Lilly Wood & the Prick – Invincible friends

0
1209
Duo composé à l’origine de Nili et Ben, à la complicité grandissante depuis leur rencontre par le biais d’amis communs et désormais appuyés par deux musiciens, Lilly Wood & the Prick a vite créé un ramdam conséquent à la sortie de ce Invincible friends, drainant de plus un public jeune; j’en veux pour preuve leur récent concert à la Lune des Pirates, à Amiens, suivi par une foule piaffante d’impatience et d’une moyenne d’âge très peu élevée.

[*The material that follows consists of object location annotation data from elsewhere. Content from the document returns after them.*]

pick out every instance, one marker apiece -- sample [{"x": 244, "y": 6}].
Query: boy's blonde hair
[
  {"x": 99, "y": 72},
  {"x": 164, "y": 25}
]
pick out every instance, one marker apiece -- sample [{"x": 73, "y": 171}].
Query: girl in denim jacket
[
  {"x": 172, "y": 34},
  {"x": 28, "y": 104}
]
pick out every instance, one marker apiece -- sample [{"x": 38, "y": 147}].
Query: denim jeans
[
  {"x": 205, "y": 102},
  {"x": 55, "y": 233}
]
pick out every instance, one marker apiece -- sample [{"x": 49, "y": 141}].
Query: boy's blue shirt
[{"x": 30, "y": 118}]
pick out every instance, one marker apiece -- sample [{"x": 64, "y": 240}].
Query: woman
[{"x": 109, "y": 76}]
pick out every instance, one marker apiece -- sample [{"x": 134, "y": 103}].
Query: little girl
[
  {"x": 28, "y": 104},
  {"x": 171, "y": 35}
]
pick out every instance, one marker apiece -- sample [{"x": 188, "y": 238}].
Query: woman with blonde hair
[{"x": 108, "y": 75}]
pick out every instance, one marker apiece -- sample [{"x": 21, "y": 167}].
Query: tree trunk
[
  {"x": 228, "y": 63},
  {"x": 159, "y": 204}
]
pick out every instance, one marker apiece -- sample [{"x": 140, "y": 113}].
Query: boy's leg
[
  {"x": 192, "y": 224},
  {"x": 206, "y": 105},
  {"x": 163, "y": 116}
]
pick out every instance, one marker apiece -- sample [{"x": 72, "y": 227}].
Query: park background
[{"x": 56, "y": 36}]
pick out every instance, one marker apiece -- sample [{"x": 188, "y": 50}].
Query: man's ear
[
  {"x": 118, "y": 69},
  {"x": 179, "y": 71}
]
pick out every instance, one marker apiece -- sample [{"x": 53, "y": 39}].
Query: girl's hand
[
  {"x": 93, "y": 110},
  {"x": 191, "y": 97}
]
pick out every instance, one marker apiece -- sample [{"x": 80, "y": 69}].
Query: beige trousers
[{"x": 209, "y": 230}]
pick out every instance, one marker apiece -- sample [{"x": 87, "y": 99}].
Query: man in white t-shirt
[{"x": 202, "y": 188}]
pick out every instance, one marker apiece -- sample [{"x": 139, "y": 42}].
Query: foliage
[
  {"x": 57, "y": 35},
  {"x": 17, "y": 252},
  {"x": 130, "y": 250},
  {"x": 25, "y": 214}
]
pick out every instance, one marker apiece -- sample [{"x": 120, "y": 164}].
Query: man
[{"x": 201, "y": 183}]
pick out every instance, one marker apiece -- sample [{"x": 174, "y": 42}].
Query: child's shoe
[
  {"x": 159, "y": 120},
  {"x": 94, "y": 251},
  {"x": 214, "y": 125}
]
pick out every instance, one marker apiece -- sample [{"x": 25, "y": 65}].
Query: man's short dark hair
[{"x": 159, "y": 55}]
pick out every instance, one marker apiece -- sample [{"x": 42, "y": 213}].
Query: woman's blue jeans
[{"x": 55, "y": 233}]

Ceci incitant à la méfiance, c’est avec circonspection que j’ai abordé l’écoute de cet album, récemment enrichi de quatre titres bonus et ma foi fort bon, il faut le souligner. Si l’on pouvait craindre un phénomène de mode fade et éphémère, il n’en est rien et la qualité quasi constante des chansons -on note tout juste une baisse de régime négligeable sur la fin-, de même que leur diversité et le côté inclassable de l’opus, font de celui-ci un un tout largement appréciable qui, la plupart du temps, se situe bien au dessus de la moyenne requise. Les temps fort sont fréquents (Hey it’s ok en ouverture, où Nili dévoile une voix à la fois chaude, sensuelle et encanaillée, No no (kids) animé par une  basse rondelette et une énergie bienvenue, puis l’imparable Down the drain qui fait du premier tiers du disque une réussite entière et totale, avec ses synthés enjoués.

Dans le rayon folk, Lilly Wood réalise un bel essai sur Cover my face pour enchainer l’instant d’après sur Prayer in C, sensible et joliment orné, coupant joliment un flux pop-rock qui reprend ses droits à l’occasion de My best, rythmé, dont le refrain entrainant et facilement mémorisable contribue à le bonifier.

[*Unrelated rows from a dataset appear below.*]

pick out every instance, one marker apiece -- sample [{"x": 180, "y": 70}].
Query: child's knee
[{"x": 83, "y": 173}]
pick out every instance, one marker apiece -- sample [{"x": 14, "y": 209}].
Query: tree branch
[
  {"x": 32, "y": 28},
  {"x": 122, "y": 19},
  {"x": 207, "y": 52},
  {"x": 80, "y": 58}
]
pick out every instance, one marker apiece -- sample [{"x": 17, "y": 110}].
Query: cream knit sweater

On aimerait que cette énergie perdure, mais elle se dilue ensuite quelque peu, bien que Water ran soit loin de l’inertie, sur Little Johnny que sauvent ses élans gospel, les secousses rythmiques bien vues et les claviers bavards de Hopeless kids maintenant un niveau élevé.

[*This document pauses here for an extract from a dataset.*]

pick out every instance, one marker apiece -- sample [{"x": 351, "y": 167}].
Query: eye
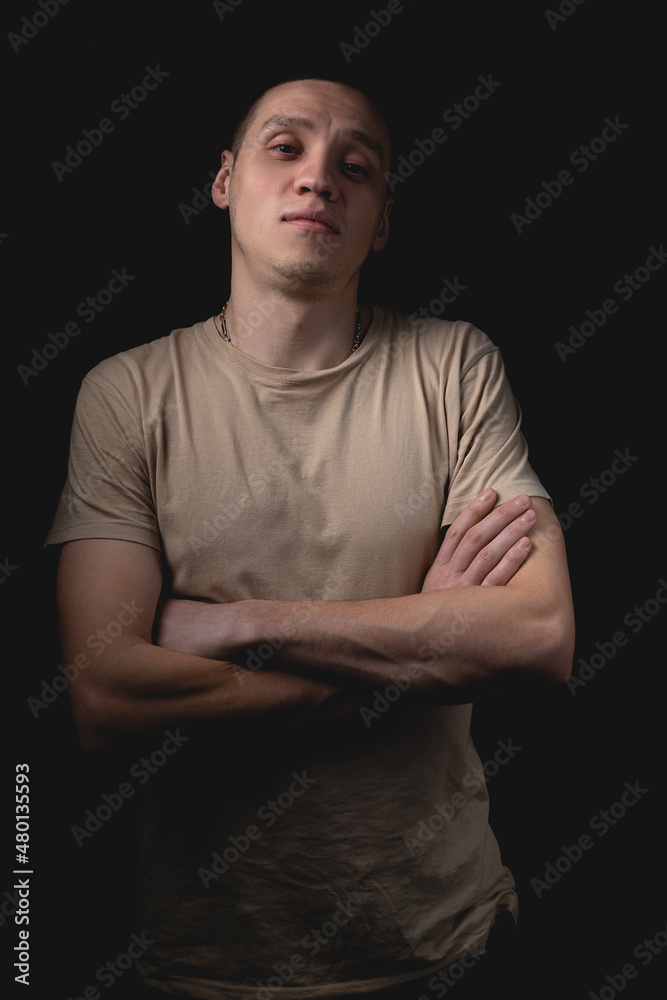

Sur la fin du disque originel, A time is near et Hymn to my invisible friend ne doivent leur salut qu’à une trame élégante, et souffrent de ce manque de vigueur inhérent à cette dernière partie. Mais Invincible friends contient assez de temps forts pour séduire, d’autant qu’on trouve dans les bonus de bonnes choses, à commencer par la version démo, plus minimale, de Down the drain, puis la reprise du titre de Santogold, L.E.S. artistes, qui complètent efficacement l’ouvrage du groupe. Puis Go slow réinstaure la folk vive dopée par la voix de Nili, secondée par Benjamin, This is a love song et ses plages bluesy élégantes mettant fin à ce bel album, défendu avec panache par le groupe dans les conditions du live.

Bon premier long format donc, à la hauteur de l’engouement qu’il a engendré, de la part d’un groupe qu’on sent cependant encore perfectible car doué, capable de se hisser plus haut encore en termes de qualité et d’identité personnelle.